Building your first homebuilt computer can be a challenge. It’s not particularly difficult. It’s not rocket science — it’s just mechanical construction. However, there are enough pitfalls and traps for the unwary.
Subscriber Richard Fuller wrote to ask if he could build a computer to replace his aging model:
My computer’s hinting that it’s reached retirement age. Apart from the frustration of sluggish performance (despite a daily maintenance regime) and peering at a 14″ monitor that takes up far too much of my desk space, the E key of the keyboard has worn right through! However, I can’t afford to race out and buy a new one, and in any case I’m averse to buying off-the-shelf kit because all my computers have been custom made.
The question, therefore, is this: how difficult is it for an average user to build his own computer? When I bought my first, twenty years ago, I had a reasonable understanding of it and its software, but since then things have moved on considerably and now I’m a mere button-pusher, probably with just enough knowledge to be thoroughly dangerous.

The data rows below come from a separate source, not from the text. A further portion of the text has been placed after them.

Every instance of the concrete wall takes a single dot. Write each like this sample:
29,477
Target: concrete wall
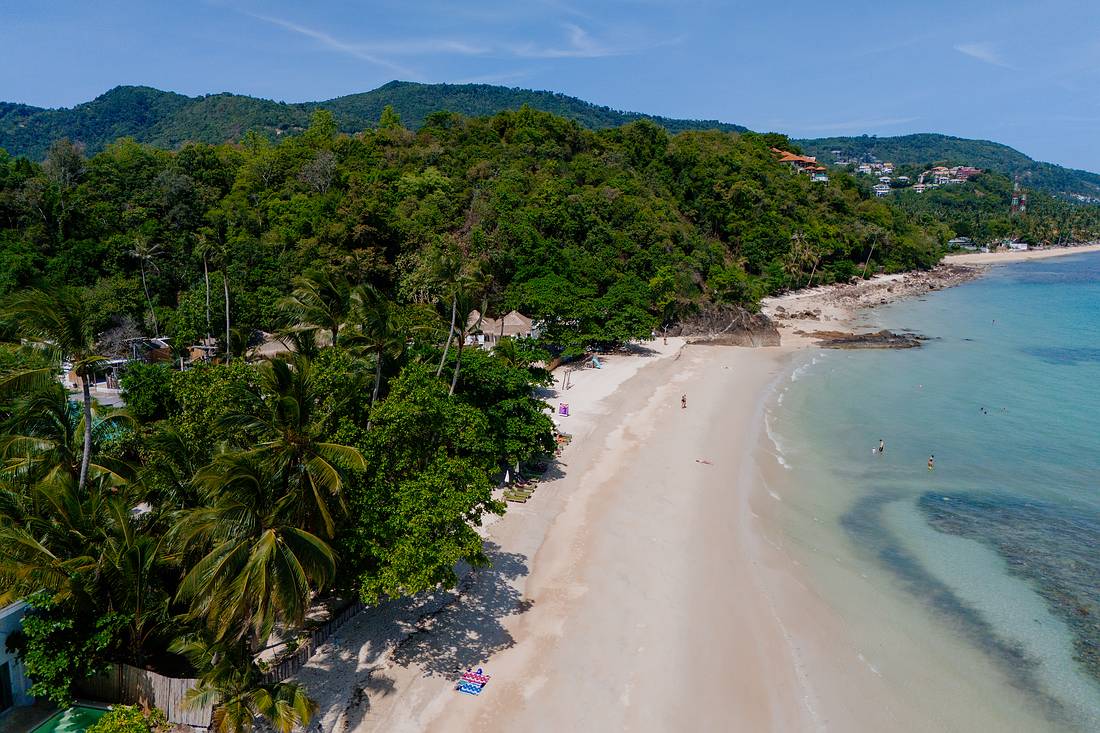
11,620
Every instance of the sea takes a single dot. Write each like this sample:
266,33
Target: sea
972,586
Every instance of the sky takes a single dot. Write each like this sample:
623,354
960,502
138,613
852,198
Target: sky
1025,74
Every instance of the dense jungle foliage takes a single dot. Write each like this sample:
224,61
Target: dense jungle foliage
168,120
602,234
201,524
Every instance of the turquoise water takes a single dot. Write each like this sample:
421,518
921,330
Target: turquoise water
74,720
1000,544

While I can remove and replace cards, fans, and so on, it seems the biggest hurdle might be that of deciding on a suitable specification, ie. good performance for routine computing (I’ve no interest in games or watching films on the computer) without spending money on unnecessarily high spec. components. On the other hand, it makes sense to have a machine with sufficient capability to last for quite a few years.
What would you advise? Is building a computer something that the average user can tackle with confidence? And how does one go about choosing components of the appropriate specification that will be compatible with each other? In respect of the latter, with the rapid advance of all components I should imagine any book on the subject would be out of date before it reached the bookshelves.
With thanks and best wishes,
My first advice to Richard was about economics. He didn’t say it was his intent, but just in case — don’t assume you can build your own computer to save money. It works in the opposite direction. You’d be buying parts at retail, even if discounted retail. You can’t compete with the computer manufacturers on price.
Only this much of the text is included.